Maybe it was a metaphor for the madness of the man who killed my mother?
Maybe PJ was telling me that I needed to wake up and see that things were still alive and moving around me, even though my mom was gone and I felt so all alone?
Maybe he meant something else, and I was just too dumb to understand?
But then I remembered what Private Jackson stood for, what he was all about—all of the Zen stuff.
I instantly understood that PJ woke up in the middle of the night and heard squirrels in his bedroom walls, so he took a mental snapshot of the moment and wrote me a haiku.
Nothing more.
The moment just was—free of the emotions and judgments or any of the other illusionary things we humans feel the need to attach to everything we encounter.
Reading Private Jackson’s haikus after my mother’s murder—I totally got why he had been writing haikus all this time, ever since ’Nam, training his mind to allow things to exist without all of the complicated emotional baggage.
Everything simply is—always and forever.
THE FALLEN LEAF FLIES
LIKE A YOUNG ICARUS AND
THEN DISINTEGRATES
I totally get haikus now. True.
And Private Jackson is my favorite writer.
CHAPTER 25
“Father Chee?”
“Yes, Amber?”
“Why does God allow horrible things to happen to good people?”
“I don’t know.”
CHAPTER 26
One day—on Donna’s iPod—I listen to Dinosaur Jr.’s “Puke and Cry” a million times in a row. I just set it to repeat the one song over and over again, and then I listen for several hours—tripping out.
I pretend that the lead singer—J Mascis—is singing me the song over and over again from Donna’s living room downstairs. Mascis—who has long silver hair, because he is old now—keeps on singing, “Come on down. Come on down. Come on down,” like he really wants me to come down from my little cocoon of haikus and misery.
I don’t come down, but I like pretending there is an obscure rock star who wants me to.
The battery finally runs out, and when I take the headphones off, my ears are ringing, J Mascis is gone, and Donna is calling to me, asking me if I want some soup.
CHAPTER 27
“Father Chee?”
“Yes, Amber?”
“When will it stop hurting so badly?”
“I don’t know.”
CHAPTER 28
GRASS TEA BOILED AND DRUNK
MY DOG ROLLS THROUGH TOMORROW’S
CUP—THERE’S ENDLESS TEA
CHAPTER 29
After a month or so, Old Man Linder pays me a visit on behalf of the entire Methodist Home.

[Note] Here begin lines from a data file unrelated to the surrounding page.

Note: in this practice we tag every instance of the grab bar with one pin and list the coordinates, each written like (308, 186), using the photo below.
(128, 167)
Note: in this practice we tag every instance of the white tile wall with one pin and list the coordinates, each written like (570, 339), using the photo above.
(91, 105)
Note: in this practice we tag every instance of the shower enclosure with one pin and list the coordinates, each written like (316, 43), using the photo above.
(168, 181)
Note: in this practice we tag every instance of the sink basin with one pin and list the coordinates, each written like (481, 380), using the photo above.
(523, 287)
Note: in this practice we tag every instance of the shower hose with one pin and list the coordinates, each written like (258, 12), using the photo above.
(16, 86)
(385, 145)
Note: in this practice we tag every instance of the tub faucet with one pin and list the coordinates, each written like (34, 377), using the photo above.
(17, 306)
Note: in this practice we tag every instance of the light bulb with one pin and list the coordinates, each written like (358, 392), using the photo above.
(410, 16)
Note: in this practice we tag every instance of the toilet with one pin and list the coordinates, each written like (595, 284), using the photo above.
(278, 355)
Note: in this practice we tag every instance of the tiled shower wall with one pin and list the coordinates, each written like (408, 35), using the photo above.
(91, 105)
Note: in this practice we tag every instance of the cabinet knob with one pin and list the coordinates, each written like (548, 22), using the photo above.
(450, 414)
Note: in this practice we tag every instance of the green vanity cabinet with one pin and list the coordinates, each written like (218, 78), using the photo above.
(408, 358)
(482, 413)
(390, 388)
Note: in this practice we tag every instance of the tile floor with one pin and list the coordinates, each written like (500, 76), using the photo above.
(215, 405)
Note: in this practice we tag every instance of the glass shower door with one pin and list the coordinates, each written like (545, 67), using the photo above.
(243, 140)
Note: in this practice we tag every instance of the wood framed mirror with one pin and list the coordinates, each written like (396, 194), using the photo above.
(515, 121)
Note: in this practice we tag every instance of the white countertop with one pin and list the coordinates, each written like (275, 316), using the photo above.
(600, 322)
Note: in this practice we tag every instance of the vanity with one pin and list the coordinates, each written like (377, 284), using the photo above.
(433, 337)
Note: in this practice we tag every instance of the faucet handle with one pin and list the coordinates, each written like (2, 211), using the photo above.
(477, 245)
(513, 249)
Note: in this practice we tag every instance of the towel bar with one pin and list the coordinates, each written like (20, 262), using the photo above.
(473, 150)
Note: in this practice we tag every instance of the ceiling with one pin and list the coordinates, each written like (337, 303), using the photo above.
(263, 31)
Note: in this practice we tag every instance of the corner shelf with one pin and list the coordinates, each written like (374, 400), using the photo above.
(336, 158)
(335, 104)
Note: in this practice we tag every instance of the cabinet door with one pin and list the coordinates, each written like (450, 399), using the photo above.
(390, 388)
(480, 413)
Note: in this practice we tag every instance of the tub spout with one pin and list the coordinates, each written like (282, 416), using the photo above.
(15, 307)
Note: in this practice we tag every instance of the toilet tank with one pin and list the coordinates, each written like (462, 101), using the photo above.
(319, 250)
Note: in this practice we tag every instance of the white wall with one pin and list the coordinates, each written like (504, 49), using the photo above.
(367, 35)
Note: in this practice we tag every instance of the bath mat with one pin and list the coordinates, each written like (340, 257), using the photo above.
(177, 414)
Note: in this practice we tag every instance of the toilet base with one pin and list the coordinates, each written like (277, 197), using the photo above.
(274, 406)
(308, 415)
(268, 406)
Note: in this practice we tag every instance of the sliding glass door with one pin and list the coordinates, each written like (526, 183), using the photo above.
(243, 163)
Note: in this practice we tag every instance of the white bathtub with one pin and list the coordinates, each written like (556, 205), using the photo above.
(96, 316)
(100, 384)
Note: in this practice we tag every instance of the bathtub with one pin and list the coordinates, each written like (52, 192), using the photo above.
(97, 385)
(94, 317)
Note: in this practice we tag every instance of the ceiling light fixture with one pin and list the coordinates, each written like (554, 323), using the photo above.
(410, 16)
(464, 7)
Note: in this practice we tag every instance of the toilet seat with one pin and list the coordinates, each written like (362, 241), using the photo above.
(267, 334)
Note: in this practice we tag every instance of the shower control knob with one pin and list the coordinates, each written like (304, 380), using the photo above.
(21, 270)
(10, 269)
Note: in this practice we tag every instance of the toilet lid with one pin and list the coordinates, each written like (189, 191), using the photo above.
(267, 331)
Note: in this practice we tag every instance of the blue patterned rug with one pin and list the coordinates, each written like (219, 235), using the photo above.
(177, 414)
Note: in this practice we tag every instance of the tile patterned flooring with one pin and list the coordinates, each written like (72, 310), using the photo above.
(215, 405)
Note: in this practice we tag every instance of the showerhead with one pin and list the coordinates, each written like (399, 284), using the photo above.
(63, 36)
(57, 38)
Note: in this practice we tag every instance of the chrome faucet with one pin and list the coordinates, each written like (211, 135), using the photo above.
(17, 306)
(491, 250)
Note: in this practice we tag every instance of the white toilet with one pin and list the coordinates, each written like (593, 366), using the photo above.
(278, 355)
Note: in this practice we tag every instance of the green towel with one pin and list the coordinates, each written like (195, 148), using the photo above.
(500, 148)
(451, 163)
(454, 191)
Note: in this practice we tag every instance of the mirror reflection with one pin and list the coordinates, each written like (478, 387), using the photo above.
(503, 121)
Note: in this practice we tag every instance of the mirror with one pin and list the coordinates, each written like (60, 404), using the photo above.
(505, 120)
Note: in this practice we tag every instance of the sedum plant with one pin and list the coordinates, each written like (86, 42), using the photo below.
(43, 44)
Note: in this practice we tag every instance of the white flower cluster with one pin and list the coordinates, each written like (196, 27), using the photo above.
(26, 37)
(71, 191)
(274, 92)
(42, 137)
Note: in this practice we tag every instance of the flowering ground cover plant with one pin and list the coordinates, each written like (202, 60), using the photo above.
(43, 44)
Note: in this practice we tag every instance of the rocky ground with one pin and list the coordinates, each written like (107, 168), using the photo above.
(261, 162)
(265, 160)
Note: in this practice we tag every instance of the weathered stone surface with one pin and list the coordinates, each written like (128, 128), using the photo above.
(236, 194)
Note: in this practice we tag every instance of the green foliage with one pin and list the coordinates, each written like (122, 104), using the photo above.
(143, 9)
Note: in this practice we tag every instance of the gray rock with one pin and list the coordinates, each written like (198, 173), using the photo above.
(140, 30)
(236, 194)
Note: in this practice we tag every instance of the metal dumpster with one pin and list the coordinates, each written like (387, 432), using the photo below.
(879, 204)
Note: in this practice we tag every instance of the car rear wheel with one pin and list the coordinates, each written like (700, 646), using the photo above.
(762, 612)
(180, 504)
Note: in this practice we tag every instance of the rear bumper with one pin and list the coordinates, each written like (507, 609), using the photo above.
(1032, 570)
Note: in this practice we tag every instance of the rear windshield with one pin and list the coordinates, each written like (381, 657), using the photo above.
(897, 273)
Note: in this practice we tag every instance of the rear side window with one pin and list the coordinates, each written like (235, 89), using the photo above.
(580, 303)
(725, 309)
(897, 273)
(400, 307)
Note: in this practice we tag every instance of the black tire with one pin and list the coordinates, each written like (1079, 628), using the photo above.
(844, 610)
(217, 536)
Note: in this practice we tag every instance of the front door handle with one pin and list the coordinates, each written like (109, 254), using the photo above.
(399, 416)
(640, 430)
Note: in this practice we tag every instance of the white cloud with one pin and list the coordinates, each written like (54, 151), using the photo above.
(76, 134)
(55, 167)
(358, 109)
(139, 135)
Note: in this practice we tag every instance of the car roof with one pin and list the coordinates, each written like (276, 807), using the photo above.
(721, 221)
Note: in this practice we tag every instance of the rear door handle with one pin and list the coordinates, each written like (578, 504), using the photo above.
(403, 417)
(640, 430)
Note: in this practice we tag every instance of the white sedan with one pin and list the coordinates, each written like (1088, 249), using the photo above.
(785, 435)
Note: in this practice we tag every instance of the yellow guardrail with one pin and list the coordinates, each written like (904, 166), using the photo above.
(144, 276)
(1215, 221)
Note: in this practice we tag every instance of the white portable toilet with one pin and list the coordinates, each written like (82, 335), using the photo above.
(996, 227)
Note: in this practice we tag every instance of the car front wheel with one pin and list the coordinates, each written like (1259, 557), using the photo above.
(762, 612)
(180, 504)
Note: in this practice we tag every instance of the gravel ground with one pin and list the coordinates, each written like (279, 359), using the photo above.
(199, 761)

Donna comes into my room and says that I have to come down to see Old Man Linder because he can’t walk up steps. Donna’s murder trial ended a week or so ago and she has taken some time off from work to care for me, which I told her not to do. She dotes on me now, even though I hardly talk to her.
“I only go down once a day to check the mail,” I tell Donna. “Tell Old Man Linder he’ll have to come up here if he wants to talk to me.”
“The man has tubes running up his nose and is attached to an oxygen—”
“Yeah, I know him,” I say, like a total cat.
“He can’t walk stairs. He said it could kill him, but he really wants to talk to you, Amber. I don’t think he leaves the home much. Please just come down. He’s an old man and I think it might be good for you to—”
“No,” I say. “Tell him he can come back tomorrow around one fifteen when I’ll be checking the mail. That’s when I will next come downstairs.”
“Amber, what’s happening to you?” Donna says in this really dramatic fashion that pisses me off.
When I don’t answer, she leaves.
Ten minutes later, Donna returns and hands me a cup of hot cocoa and a Snickers bar, and then shakes her head at me before exiting my poetry cocoon.
I hear Old Man Linder breathing really hard on the steps.
One footstep, clunk, heavy breathing.
One footstep, clunk, heavy breathing.
One footstep, clunk, heavy breathing.
His oxygen tank makes an awful clunk each time he sets it on a higher step.
“Mr. Linder,” Donna says, “perhaps—you really shouldn’t—”
“Don’t tell me what I can and can’t do! I’m old enough to be your grandfather, thank you very much!” Old Man Linder says, and then sucks in an awful breath like he has been underwater for the last two hours or something.
He and Donna fight about whether he should be walking up the steps for another few minutes before I yell, “Donna, your making him yell isn’t helping!”
And then I only hear footsteps, clunking, and heavy breathing.
When Old Man Linder reaches the top of the stairs, he looks like he might fall backward and die. His face is completely white, which makes me feel like a total cat, so I walk into the hallway, grab his arm, and escort him into my room.